Conficker, aka Downadup, is a worm that grew to prominence thanks to the vulnerability patched in MS08-067 last October. It’s getting widespread popularity in the media these days and deservedly so; a large botnet is always a source of concern and I wish the media paid more attention to the risks/dangers of malware and the people/organizations behind the criminal activity. But all this April 1st talk…is it hype? I’ve had at least a dozen people ask me, “are you ready for April 1st?” Um…yes.
Yes, Conficker is going to “do something” on April 1st. But if anyone in the mainstream media were to stop and think or at the least ask an insightful question instead of latching on to the latest doom and gloom theme of the day and driving it over the cliff, they might be telling a different story than the one you’re hearing from the various media outlets.
For starters, I recommend F-Secure’s wonderful Questions and Answers: Conficker and April 1st. In a nutshell, computers infected with Conficker.C (a variant of the original worm) are going to “update” themselves. All we know is that it’s going to up the ante from phoning home to a batch of 250 domains a day to 500 out of 50,000 a day, making it much harder to disrupt the phone home communications (which is how infections like this get their updates and commands for actions to perform). But since that’s all we know, that leaves a lot of room for conjecture and imagination.
So let’s think rationally for a minute. The people/organization behind Conficker are VERY sophisticated, highly proficient and professional. We aren’t dealing with a couple kids with a grudge here. The landscape has changed, but mass media doesn’t seem to realize it. The business models that cybercriminals apply these days are inline with modern corporate structures. There are board of directors, hiring managers, developers and sales. What do they sell? Why that would be access to your infected PC. Once infected by a bot your computer is there to do the attacker/owners bidding. If they need processing power to crack a password, they can use your PC. If they want to launch other attacks, they can use your computer. If they are bored and want to watch you on your webcam, they can. More and more these days, botnet rentals have become yet another business model.
Imagine you have a business. You have 2 million customers but if anyone finds out who your customers are you’ll risk losing their business. On April 1st you can sign those customers up to a contract extension. Why would you risk doing anything that would cause you to lose those customers?
I’m not buying it. The press wants you to think all hell is going to break loose because it sells papers. But there’s nothing about this worm that indicates it’s creators are stupid. Why on April 1st when they are deploying an update that is going to ensure their botnet stays strong for months to come would they risk losing it all at the same time. It doesn’t add up. Yes, there are stupid criminals. But these criminals are smarter than the mainstream media.

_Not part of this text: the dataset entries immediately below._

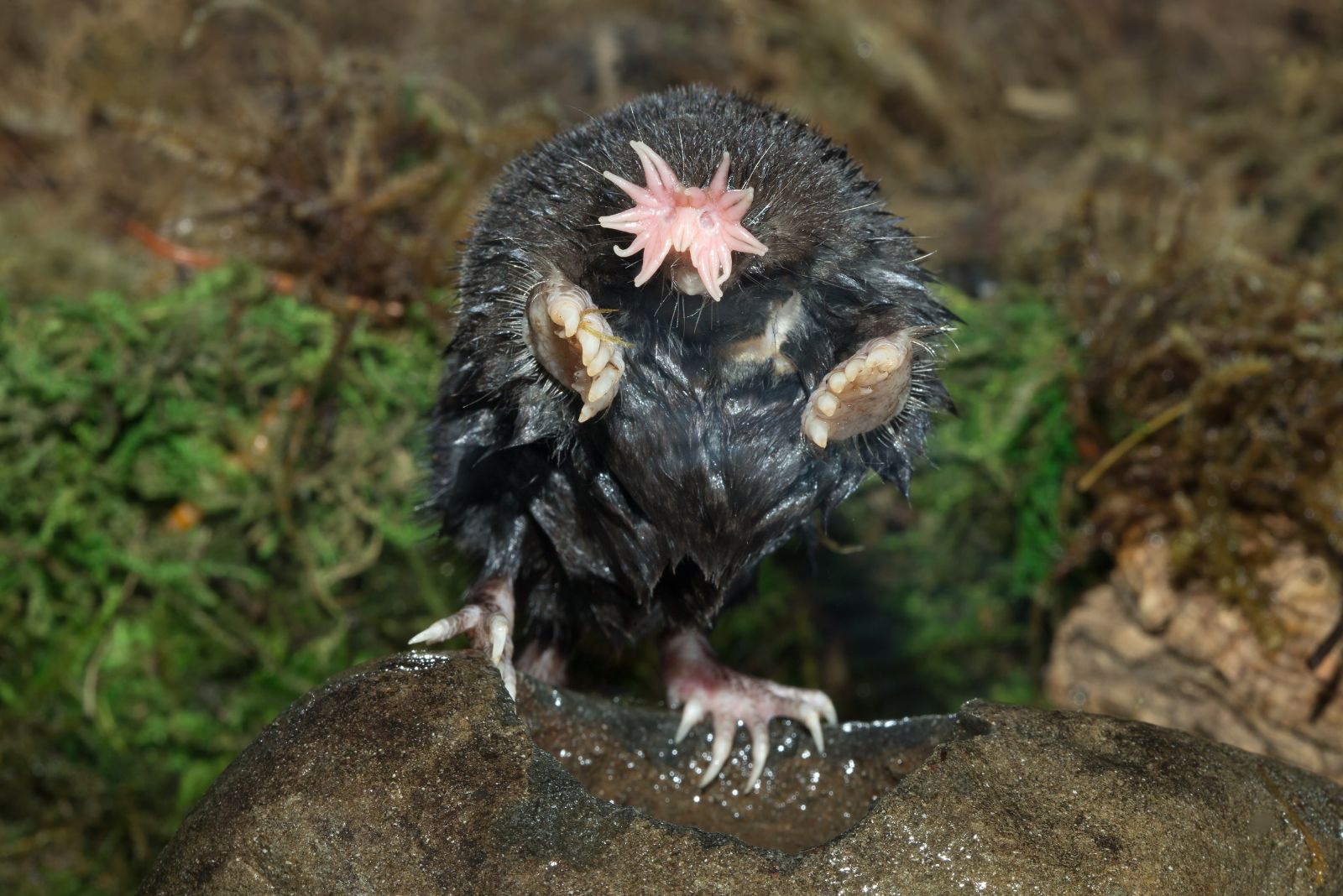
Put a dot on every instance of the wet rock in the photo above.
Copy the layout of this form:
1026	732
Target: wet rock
415	775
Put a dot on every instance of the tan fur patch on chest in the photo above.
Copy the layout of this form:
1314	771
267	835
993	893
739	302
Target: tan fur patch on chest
767	347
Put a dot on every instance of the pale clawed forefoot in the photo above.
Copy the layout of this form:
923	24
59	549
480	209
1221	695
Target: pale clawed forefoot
571	340
863	392
704	687
488	620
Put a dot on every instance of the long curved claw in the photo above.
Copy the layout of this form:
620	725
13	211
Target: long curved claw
450	627
759	752
861	392
724	732
698	681
489	623
572	341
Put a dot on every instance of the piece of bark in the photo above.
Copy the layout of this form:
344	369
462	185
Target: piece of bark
1192	659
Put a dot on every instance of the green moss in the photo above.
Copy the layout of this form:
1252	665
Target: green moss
206	503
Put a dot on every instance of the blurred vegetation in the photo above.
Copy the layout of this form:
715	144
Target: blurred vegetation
207	510
208	470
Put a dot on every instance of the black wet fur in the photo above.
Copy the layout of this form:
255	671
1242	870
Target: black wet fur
660	508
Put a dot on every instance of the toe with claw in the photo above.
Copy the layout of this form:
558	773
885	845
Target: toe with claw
488	620
704	687
861	393
572	341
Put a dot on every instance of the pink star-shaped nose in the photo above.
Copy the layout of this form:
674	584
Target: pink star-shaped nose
704	223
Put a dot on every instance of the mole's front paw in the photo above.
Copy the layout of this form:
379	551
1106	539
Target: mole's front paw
570	337
861	393
488	618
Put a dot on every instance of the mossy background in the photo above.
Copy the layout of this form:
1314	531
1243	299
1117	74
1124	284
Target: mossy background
208	447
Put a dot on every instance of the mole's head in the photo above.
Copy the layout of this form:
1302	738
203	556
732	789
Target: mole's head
687	195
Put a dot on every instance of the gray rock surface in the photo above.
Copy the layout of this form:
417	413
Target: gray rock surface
414	774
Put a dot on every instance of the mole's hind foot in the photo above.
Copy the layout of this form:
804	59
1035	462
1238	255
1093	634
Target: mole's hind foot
488	618
704	687
863	392
571	340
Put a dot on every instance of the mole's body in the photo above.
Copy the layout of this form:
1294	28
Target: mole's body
622	439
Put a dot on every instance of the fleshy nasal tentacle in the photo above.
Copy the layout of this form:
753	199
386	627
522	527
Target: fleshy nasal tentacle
668	216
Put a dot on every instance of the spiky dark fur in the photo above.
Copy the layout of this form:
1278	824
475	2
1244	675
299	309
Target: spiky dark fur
660	510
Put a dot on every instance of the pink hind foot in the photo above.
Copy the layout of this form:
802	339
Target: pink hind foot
705	687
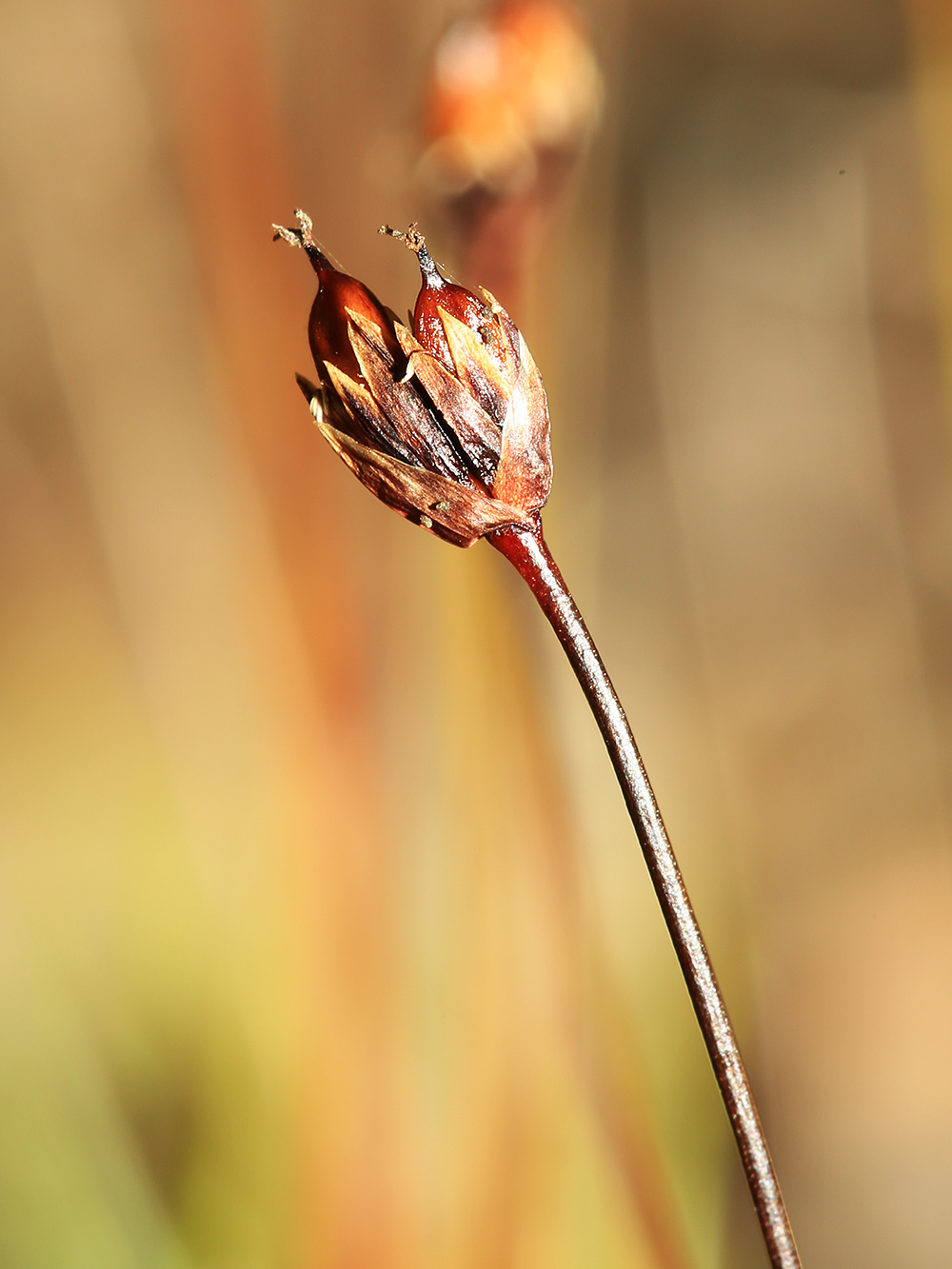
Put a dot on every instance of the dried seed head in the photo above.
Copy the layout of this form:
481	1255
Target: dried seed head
447	423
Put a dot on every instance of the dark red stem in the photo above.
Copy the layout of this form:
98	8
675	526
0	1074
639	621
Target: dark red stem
528	552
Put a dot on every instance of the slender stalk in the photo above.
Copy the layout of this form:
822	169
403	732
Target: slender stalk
528	552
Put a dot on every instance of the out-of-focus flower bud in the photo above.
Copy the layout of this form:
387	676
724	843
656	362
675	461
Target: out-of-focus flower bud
508	91
448	423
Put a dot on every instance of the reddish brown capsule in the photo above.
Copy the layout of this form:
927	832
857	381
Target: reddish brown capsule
447	426
327	327
438	292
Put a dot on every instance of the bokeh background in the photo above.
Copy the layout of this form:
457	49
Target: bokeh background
324	940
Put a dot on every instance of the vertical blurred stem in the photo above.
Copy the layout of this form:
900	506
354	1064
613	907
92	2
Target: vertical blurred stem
528	553
929	28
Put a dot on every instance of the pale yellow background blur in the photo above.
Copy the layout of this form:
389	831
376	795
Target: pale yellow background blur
324	940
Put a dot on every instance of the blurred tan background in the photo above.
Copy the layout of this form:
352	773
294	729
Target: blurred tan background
324	938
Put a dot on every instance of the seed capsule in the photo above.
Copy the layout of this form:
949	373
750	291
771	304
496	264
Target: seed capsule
327	327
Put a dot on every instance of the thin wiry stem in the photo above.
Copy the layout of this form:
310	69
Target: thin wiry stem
527	551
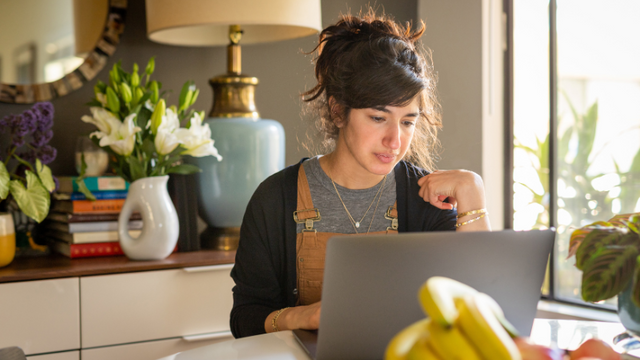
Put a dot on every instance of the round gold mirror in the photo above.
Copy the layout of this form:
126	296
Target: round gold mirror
51	48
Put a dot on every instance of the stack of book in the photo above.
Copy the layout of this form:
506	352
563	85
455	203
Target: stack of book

The effect of the media’s attention is dangerous and misplaced. Cybercriminals are already taking note of the attention, offering new FakeAV/Rogue malware that pose as Conficker removal tools. But even worse, they’re creating a “boy who cried wolf scenario.” What will the media be saying about Conficker if it just does its updating on April 1st and slips quietly back into cyberspace? I guarantee you there will be more than one news anchor piping a comment about how it obviously wasn’t as big a deal as they thought and shrugging it off. Gee thanks. You just made my job that much harder by lowering the guard.
Cybersecurity isn’t a one-off story every 6 months to a year to fill a news quota or aid a slow news day or to fulfill a producer’s zeal for a doomsday shocker. Accessing the Internet is like walking in a really bad neighborhood at 2 a.m. It’s risky and potentially dangerous; caution, awareness and knowledge are your defenses. That pocket knife in your pocket (aka antivirus software) might help you, but chances are it won’t.
So do us a favor, mainstream media. Use your powers to do good. Keep awareness and understanding of cybercrime on your radar and treat it regularly and consistently. The sky is falling stories only breed skepticism and doubt among users in a world where letting your guard down for one minute can have far more reaching impact than most users would ever expect.
Conficker may do more than just update on April 1st, but I’ll be surprised if it does. I just hope the media doesn’t do more harm than good in their treatment of the results.